In de avond hadden we een bijeenkomst met het inmiddels voltallige bestuur van de “Buffelbanken” Manggung en Tileng (2 van de 16 dusuns van de desa Tileng). Ik heb gevraagd hoe het met hen gaat, waar ze zo mee bezig zijn, hoe het met de sapi’s (koeien) gaat en wat hun plannen voor de toekomst zijn. Dit werd natuurlijk, zoals gebruikelijk, vertaald door Santos, Iko en Suci van het management van de stichting in Indonesië.
Het gaat goed met de mensen in desa Tileng. De stichting heeft door het steunen van hun buffelbank enige welvaart gebracht. Dat is ook te zien aan bijvoorbeeld de uitstraling van de dusuns Tileng en Manggung.
In Manggung zitten nog 53 van de oorspronkelijke 60 personen in de buffelbank. In Tileng zijn dat 41 van de 42. De mensen die zijn afgevallen hebben zich niet gehouden aan de afspraak om minimaal één sapi in bezit te houden en mogen derhalve niet meer met de bank meedraaien.
Ze hebben het geld van de verkoop echter wel goed besteed. Net zoals bij de reguliere verkopen is de opbrengst gebruikt om bijvoorbeeld land en/of een brommer te kopen. Ook wordt het geld wel gebruikt voor de aanzet om een huis te bouwen of het bestaande te verbeteren. Daarnaast wordt het gebruikt om de kinderen een goede opleiding te laten volgen. Een aantal kinderen volgt zelfs een universitaire opleiding, wat voorheen niet tot de mogelijkheden behoorde.
Ook wordt een percentage van de opbrengst in een noodfonds gestort voor als er calamiteiten zijn in de gehele desa Tileng. Ik was zeer verheugd dit te horen. Inmiddels hebben de buffelbankbesturen van de dusuns Tileng en Manggung een organisatie opzet, die voor de gehele desa Tileng met zijn 16 woongemeenschappen actief is. Zo gaan en kunnen alle dusuns op de zelfde wijze bestuurd worden met eenzelfde wijze van werken. Dit vergroot alleen maar de effectiviteit en daarmee komt een droom uit van het stichtingsbestuur in Nederland.

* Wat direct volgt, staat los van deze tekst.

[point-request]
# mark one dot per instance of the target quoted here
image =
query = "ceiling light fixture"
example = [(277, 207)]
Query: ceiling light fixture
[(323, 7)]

Het heeft even geduurd, maar ze hebben uiteindelijk ons advies tot verregaande samenwerking opgevolgd.
Binnenkort zal dit (nieuwe) bestuur (op de foto de voorzitter en de secretaris) zich presenteren aan het hoofdbestuur in Nederland. De secretaris heeft toegezegd af en toe een verhaaltje in drie talen (Bahasa Indonesia, Engels en Nederlands) op te sturen voor de website van de stichting. Het bestuur werkt onder de naam Stichting Tileng Gunung Kidul (lees: Tileng met zijn 16 woongemeenschappen) Indonesia. Je moet toch een klinkende naam hebben, niet waar.

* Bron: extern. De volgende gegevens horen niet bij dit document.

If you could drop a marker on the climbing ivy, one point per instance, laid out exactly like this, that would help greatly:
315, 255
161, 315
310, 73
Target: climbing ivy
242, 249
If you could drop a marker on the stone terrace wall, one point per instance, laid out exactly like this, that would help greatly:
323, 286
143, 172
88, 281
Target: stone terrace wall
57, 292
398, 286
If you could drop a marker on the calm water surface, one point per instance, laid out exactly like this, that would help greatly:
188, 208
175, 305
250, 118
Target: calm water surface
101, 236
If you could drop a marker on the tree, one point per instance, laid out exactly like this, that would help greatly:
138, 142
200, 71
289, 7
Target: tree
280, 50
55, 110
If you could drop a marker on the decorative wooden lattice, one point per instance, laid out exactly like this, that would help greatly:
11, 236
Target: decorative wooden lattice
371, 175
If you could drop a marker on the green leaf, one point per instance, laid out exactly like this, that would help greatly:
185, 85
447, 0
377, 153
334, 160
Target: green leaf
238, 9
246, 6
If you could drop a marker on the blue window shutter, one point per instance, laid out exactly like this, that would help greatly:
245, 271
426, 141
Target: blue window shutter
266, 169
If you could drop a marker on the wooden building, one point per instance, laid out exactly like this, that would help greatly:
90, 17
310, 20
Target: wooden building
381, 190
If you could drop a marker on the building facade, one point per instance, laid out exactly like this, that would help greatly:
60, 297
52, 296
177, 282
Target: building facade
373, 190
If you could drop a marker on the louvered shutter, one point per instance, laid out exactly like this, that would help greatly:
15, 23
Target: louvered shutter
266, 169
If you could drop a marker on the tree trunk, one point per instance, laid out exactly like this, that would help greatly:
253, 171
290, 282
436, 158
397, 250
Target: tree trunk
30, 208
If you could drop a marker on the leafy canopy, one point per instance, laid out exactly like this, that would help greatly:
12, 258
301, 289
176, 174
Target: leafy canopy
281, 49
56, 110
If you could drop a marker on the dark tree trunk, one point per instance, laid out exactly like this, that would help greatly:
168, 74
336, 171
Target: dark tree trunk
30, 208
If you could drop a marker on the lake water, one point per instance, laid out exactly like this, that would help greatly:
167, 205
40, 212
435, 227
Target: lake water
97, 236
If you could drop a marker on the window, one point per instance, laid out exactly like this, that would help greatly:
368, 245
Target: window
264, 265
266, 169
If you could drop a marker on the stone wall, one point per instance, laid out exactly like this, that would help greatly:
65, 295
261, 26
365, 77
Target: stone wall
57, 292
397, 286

De nieuwe secretaris zal, indien hij vragen heeft, in het Engels, de penningmeester van het bestuur in Nederland raadplegen. Voor alle andere zaken zal alles via het management in Indonesië lopen, zoals in het handboek staat vermeld.
Natuurlijk is er ook gesproken over de verdeling van de sapi’s. Op korte termijn komt men met een totale inventarisatie op naam, voorzien van foto’s.

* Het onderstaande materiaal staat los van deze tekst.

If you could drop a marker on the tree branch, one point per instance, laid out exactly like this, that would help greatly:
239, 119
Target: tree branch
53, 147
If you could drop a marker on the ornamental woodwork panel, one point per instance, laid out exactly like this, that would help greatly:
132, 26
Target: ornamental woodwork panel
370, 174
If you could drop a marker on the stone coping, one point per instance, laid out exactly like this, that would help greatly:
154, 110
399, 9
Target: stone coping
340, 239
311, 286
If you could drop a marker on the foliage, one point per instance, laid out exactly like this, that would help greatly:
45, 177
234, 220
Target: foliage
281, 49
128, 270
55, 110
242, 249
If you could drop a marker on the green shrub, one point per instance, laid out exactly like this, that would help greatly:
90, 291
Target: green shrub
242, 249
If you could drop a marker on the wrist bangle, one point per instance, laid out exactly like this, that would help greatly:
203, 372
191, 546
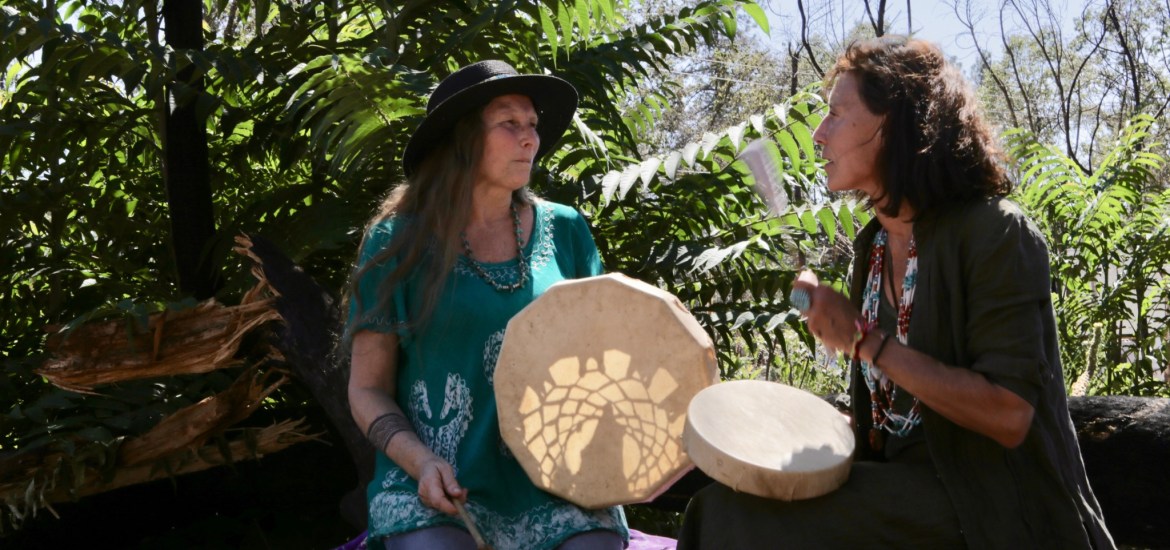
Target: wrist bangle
859, 336
881, 345
384, 428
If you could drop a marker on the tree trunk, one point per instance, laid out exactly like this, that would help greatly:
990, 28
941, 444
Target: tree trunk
185, 165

De 4 jaar geleden opgezette coöperatie in Manggung is niet echt op gang gekomen. Men krijgt niet voldoende handen op elkaar om het effectief draaiend te maken en te houden. Het gebouw gaat nu deel uitmaken van Stichting Tileng Gunung Kidul Indonesia, waarmee het meer rendabel gaat worden. Het gebouw is nu immers in gebruik bij de hele desa Tileng en niet meer alleen bij Manggung.
Met een deel van de sapi-opbrengst worden plannen ontwikkeld om de landbouwproductie te verhogen. Een voorbeeld daarvan is de cassave proeftuin. In de proeftuin staan vijf maanden oude cassaveplanten. In die vijf maanden hebben (kleine) planten, die volgens de traditionele wijze geteeld worden, een opbrengst van 2 pond en (grotere) planten, die worden geteeld volgens een nieuw ontwikkelde methode, een opbrengst van 10 kilo. Als ze de planten 9 maanden laten staan is de verwachte opbrengst voor de kleine planten 3 pond en voor de grote maar liefst 20 kilo.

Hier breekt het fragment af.